Commonwealth Unions and Human Rights

The Commonwealth’s Foreign Ministers are meeting this weekend in New York.  A major piece of business will be approving the draft Charter of the Commonwealth, a summary of the values that bind the Commonwealth together.

The Commonwealth Trade Union Group (part of the ITUC), is calling for the Commonwealth to get tough on member states who abuse workers’ and other human rights. Trade unionists across the world will be lobbying their Governments over the next few days – in particular in Australia, where Labour Senator Bob Carr is the Foreign Minister who will chair the Commonwealth Foreign Ministers meeting.

At the Commonwealth Heads of Government Meeting (CHOGM) in Perth, Western Australia in October 2011, an Eminent Persons Group made a series of recommendations about the future of the Commonwealth. Many – both structural and political – were not accepted, such as a human rights commissioner, and support for LGBT equality.

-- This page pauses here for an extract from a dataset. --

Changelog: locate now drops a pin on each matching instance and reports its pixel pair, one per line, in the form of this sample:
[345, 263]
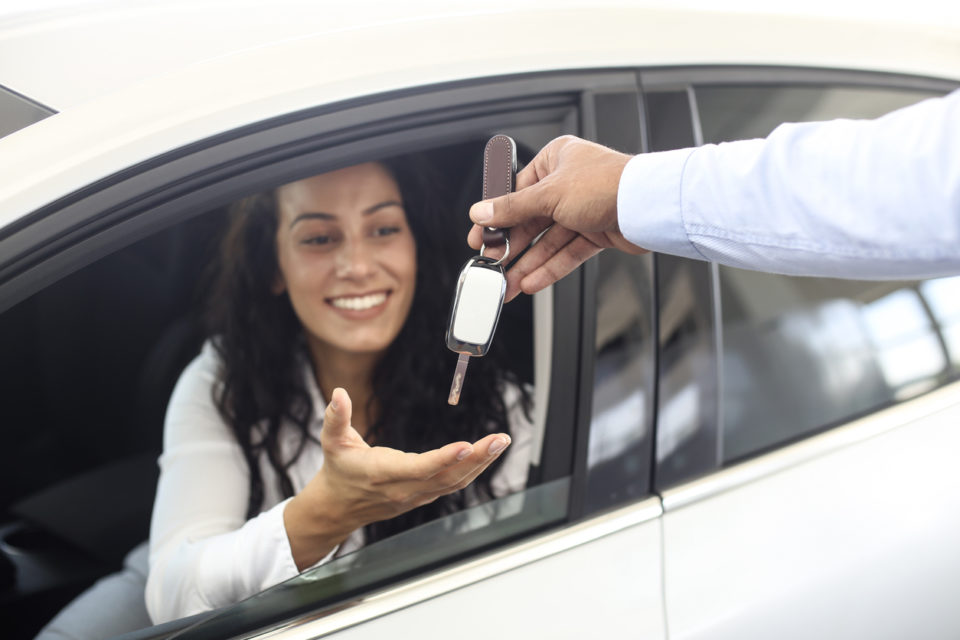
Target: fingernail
[482, 212]
[498, 445]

But two of the key agreements were:

(a)    that the Commonwealth Ministerial Action Group (CMAG, a sub-committee of the Commonwealth Foreign Ministers meeting, and the body with the power to suspend members of the Commonwealth) should be reformed to have a wider scope than democracy, ie covering human rights; and to have more powers to act, so that it could be more preventative; and

(b)   that there should be a Charter of the Commonwealth, bringing together existing documents such as the Harare Principles, and setting out the values of the Commonwealth.